I used to aspire to this mythical and impossible level of perfection. Not only did it keep me from living fully into my identity as a child of God who bears the image of God, but it also kept me from seeing my own immigrant family and neighbors through the lens of the gospel. Instead, I demanded this impossible standard from them as well, evaluating them through the same rubric of worthiness used to evaluate me.
In simple terms, my aspirations for “good immigrant” status drew me away from the gospel, not toward it. We often run into problems, biblically speaking, when we label people as “good” or “bad”—immigrants included.
I migrated from Guatemala in the 1980s and have fought to preserve my first language and culture while integrating into American society. I am an image-bearer of God with flaws, struggles, and habitual sins. I often speed on the highway and have earned my share of parking tickets as a city-dweller. I get angry and frustrated with US laws that harm people, and I have taken part in protests. I collected unemployment for a season.
Our own history suggests that good immigrants, as we imagine them, were few and far between. Those who arrived in earlier centuries did not migrate to become “good Americans” but to replicate the best of their old country in a more favorable environment. They were often slow to learn English and integrate into American society. That is why we have New England and Pennsylvania Dutch Country, and why many cities have Little Italy and Chinatown.
Early immigrants didn’t think of themselves as “legal” or “illegal,” because that language wasn’t part of the national vocabulary. There was no mechanism to enforce the few immigration laws that existed, and newcomers came across our borders with ease, often without even an interview. For most of American history, our borders were, effectively, open borders.
The uncomfortable truth is that immigrants have changed little. Immigration laws and enforcement have changed a lot.
Followers of Christ can turn to their Bibles to find stories of imperfect immigrants, saints seeking to live as faithfully as they can in a land that is not their own.
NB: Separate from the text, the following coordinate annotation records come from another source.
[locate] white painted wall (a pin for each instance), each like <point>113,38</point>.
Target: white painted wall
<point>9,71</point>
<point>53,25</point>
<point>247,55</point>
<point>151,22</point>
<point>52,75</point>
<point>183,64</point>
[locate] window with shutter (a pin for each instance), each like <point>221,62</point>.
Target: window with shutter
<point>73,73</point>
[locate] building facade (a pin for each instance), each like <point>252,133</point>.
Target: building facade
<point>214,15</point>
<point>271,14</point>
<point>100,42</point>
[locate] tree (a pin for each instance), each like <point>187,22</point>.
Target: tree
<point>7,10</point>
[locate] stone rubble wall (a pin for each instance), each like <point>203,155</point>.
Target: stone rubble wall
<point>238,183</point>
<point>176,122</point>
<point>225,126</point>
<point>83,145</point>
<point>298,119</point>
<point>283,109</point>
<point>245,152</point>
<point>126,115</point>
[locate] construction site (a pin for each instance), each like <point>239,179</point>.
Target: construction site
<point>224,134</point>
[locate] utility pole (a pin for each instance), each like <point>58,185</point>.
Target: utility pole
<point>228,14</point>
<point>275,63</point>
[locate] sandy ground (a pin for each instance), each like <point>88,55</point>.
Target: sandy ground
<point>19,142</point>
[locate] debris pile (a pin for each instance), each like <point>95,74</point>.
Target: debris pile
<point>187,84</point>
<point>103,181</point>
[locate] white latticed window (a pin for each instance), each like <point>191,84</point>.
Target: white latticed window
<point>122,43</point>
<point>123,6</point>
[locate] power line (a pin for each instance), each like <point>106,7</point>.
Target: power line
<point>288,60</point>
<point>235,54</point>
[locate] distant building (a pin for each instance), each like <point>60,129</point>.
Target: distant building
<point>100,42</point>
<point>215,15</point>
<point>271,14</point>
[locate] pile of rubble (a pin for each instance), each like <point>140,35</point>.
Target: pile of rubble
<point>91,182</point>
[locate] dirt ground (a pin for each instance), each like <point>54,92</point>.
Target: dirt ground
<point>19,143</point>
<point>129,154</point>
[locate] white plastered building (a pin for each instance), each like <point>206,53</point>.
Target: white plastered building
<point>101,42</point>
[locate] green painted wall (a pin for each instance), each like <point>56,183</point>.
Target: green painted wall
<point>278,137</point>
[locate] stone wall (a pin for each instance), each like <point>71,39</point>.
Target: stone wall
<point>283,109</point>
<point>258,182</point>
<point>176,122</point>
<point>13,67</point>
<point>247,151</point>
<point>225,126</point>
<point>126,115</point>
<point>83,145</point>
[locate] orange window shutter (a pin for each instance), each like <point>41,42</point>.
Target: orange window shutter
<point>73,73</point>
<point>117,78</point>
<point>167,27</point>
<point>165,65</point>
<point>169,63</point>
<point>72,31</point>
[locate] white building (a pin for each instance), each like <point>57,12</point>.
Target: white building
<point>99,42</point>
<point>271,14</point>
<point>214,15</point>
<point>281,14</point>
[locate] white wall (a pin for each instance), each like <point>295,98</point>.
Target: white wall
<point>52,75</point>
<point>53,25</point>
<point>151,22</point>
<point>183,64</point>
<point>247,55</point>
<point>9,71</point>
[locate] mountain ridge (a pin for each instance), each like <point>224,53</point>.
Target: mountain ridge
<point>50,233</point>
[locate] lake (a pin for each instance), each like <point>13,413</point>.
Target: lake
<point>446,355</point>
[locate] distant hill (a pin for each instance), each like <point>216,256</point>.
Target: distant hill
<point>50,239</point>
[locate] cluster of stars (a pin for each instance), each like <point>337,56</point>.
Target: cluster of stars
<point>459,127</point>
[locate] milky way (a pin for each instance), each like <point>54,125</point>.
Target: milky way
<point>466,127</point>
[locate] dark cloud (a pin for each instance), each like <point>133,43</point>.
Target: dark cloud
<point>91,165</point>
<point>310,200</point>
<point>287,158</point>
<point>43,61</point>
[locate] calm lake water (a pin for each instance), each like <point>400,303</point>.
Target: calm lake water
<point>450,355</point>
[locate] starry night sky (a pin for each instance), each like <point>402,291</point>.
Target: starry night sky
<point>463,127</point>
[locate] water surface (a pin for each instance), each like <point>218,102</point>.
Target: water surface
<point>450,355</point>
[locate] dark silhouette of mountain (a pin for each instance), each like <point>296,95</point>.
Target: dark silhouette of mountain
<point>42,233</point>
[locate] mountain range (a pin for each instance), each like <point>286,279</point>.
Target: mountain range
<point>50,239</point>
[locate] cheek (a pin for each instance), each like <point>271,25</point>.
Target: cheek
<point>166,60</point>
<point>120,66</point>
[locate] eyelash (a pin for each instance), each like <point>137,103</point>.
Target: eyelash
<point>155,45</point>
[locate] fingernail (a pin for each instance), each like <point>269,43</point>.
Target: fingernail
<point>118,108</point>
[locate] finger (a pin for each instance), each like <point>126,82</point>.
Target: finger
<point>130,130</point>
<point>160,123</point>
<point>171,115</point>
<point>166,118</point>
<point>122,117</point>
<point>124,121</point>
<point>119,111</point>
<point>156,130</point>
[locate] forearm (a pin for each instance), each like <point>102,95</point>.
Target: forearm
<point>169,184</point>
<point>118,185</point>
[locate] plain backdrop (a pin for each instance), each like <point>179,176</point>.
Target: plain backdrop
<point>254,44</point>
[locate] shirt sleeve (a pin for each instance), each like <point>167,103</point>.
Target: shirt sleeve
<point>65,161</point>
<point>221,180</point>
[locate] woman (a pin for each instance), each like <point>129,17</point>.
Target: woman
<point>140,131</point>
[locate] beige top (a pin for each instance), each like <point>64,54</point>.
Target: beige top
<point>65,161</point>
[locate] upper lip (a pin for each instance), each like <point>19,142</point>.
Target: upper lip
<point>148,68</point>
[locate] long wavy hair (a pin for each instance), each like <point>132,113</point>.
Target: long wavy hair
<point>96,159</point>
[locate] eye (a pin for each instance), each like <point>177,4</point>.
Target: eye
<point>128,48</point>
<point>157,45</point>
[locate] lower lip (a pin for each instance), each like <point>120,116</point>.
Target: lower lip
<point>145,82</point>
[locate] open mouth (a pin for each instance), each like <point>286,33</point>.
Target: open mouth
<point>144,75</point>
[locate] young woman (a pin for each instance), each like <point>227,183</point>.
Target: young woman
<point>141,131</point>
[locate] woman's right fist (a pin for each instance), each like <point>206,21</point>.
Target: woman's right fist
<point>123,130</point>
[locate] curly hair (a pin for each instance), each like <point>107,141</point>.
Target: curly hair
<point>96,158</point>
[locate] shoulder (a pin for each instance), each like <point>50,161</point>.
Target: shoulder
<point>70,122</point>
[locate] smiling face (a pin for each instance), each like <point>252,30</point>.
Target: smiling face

Abram migrates to Egypt, fleeing a famine, and commits fraud by presenting Sarai as his sister instead of his wife (Gen. 12). Then he traffics her for his own well-being.
Naomi migrates to Moab, escaping a different famine and seeking economic security for her family (Ruth 1). Her sons marry Moabite women, an action God’s law explicitly prohibits (Deut. 23, Ezra 9, Neh. 13). Ignoring God’s law yet again, she later instructs her Moabite daughter-in-law, Ruth, to pursue and marry Boaz, a man from Bethlehem.
In the New Testament, a Syrophoenician woman—an unclean foreigner—invades Jesus’ privacy and threatens his honor as a Jewish man to seek a favor (Mark 7:24–30). In the end, Jesus grants her the favor and affirms her faith.
Somehow, all of these flawed biblical heroes are held up as pillars of the faith, examples for Christians to follow. We recognize that these imperfect people bore the imago Dei, and God’s plans and purposes are made known to us through them. For God, their offenses did not overshadow their identities as part of his family.
Jesus’ own humanity was complex and multi-faceted. His history included both forced migration as a child refugee and persecution under a foreign empire. His incarnation invites us to fully and unreservedly embrace our own and each other’s humanity. In our shared life in Christ, we do not escape our humanity, nor do we take it from one another. We delve more deeply into it, choosing truly to love our neighbors as ourselves, even our imperfect immigrant neighbors.
Subscribing to the rhetoric of the good and bad immigrant reduces our neighbors to objects that either benefit or don’t benefit us. But God sees us all as his beloved children and friends. Do we see as God sees?